Diabetes and high blood pressure cause more than 70 percent of the cases of end stage kidney disease in Georgia. End stage kidney disease or renal disease (ESRD) occurs when the kidneys can no longer filter out waste from the body. Usually this happens because uncontrolled diabetes and high blood pressure have damaged the blood vessels to the kidneys.
Kidney disease is among the most common, serious, and costly chronic diseases in Georgia and the United States. It is the ninth leading cause of death in Georgia, accounting for 1,475 deaths in 2003, equivalent to four deaths every day. The age-adjusted mortality rate of kidney disease in Georgia has been 30 percent to 40 percent higher than that of the United States since 1980.
Georgia has a higher rate of ESRD than the national average. Men are 1.3 times more likely to develop it than women and African Americans are over four times more likely than whites to get it. In 2002, 14,600 patients in Georgia had ESRD, and the estimated cost of treatment was about $905 million.
Oddly, ESRD is not evenly distributed through Georgia. It is more likely in the Southwest and Mid-eastern parts of the state and less common in the northern parts. Kidney disease has five stages and only the final stage requires kidney dialysis or kidney transplant.
If you control your diabetes and high blood pressure, you can often slow down the pace of the disease. Monitor your blood glucose frequently to control your diabetes. And check your blood pressure often even if you have not had blood pressure problems before. Also have regular kidney function tests done by your medical team.

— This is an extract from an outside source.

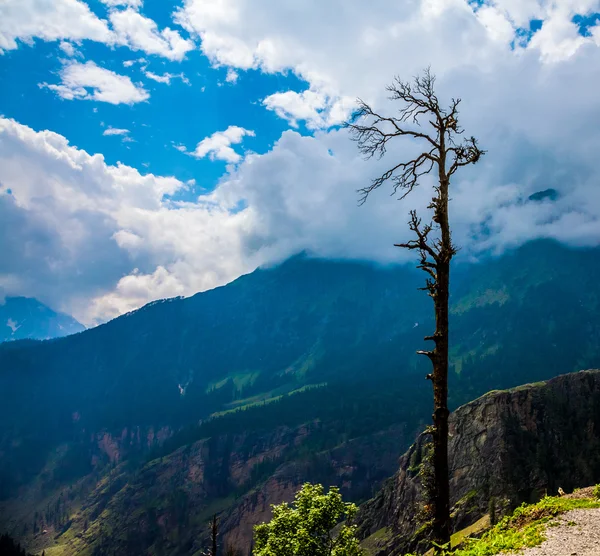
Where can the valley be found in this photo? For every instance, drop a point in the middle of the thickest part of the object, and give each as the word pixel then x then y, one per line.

Weight control, being physically active, drinking very little alcohol and taking medication for your diabetes and high blood pressure will help to control these conditions. Salt restriction and getting plenty of vegetables and fruits and adequate amounts of whole grains, beans and peas, and fat-free or reduced-fat dairy foods and small amounts of nuts can help lower blood pressure.
Special blood pressure medicines called ACE inhibitors and angiotensin receptor blockers can slow down kidney disease or prevent it entirely. A doctor may suggest you take one of them even if you do not have high blood pressure.
Clearly kidney disease is serious, but you can make choices to prevent it or at least delay it as long as possible.